After your new acquisition has settled in to its new home, you might want to repot your plant into a pot slightly bigger than the existing pot. This will allow room for your plant’s roots to grow and in turn your indoor plant.

Pots should always have drainage holes to help the soil dry after watering. The addition of a saucer will allow you to water your indoor plant thoroughly without worrying about damaging your carpet or table.

What is the best water for indoor plants?

Let’s keep it simple, whatever is available and clean! However, there are a few things to think about.

Imagine jumping under a cold shower or pouring hot water over your toes. Doesn’t sound like a comfortable experience! Your indoor plants don’t like cold or hot water on their roots either. So, water at a temperature that feels comfortable on the back of your hand is best.
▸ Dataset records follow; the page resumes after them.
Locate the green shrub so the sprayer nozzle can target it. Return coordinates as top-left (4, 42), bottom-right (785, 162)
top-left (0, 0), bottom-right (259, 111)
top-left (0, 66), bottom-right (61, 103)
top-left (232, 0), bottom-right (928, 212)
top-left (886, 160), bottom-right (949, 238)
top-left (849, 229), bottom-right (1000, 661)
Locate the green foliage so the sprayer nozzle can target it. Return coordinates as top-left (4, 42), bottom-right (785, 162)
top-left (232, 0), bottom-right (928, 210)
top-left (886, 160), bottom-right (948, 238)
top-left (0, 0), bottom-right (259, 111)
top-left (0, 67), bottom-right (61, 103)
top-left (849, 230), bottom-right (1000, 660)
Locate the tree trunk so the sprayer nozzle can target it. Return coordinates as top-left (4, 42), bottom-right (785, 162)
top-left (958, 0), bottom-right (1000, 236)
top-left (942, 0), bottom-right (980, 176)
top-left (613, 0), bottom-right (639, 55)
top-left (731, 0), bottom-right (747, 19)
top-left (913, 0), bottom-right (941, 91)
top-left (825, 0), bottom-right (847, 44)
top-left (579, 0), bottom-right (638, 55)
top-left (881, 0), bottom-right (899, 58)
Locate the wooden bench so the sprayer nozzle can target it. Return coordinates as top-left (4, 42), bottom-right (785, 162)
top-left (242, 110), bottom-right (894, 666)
Some plants don’t like the level of chlorine in modern domestic homes. I have never had a problem using tap water but if you want to lessen the amount of chlorine in tap water, run the water fast into the jug (the more bubbles in the flow the better) and allow it to stand for 24 hours.

If you can collect rainwater, great, this is probably the best water for your indoor plants.

Seriously, don’t stress, your indoor plant will appreciate you getting the frequency of watering right over the type of water in most cases.

A word of warning, neither you nor your indoor plants, will appreciate the odor that comes from rotten milk if you dump left over coffee into its pot – phew!

How to water indoor plants without making a mess?

When it comes to watering indoor plants, there are many different ways. The best way to avoid making a mess is to use a saucer or use a water bath.

How to water indoor plants while on holidays?

Better Homes and Gardens has 4 excellent ideas for watering indoor plants and keeping them healthy while you are enjoying a break.

Conclusion

So, there you have it. Watering indoor plants – the basics and more.
Remember, life is better with indoor plants!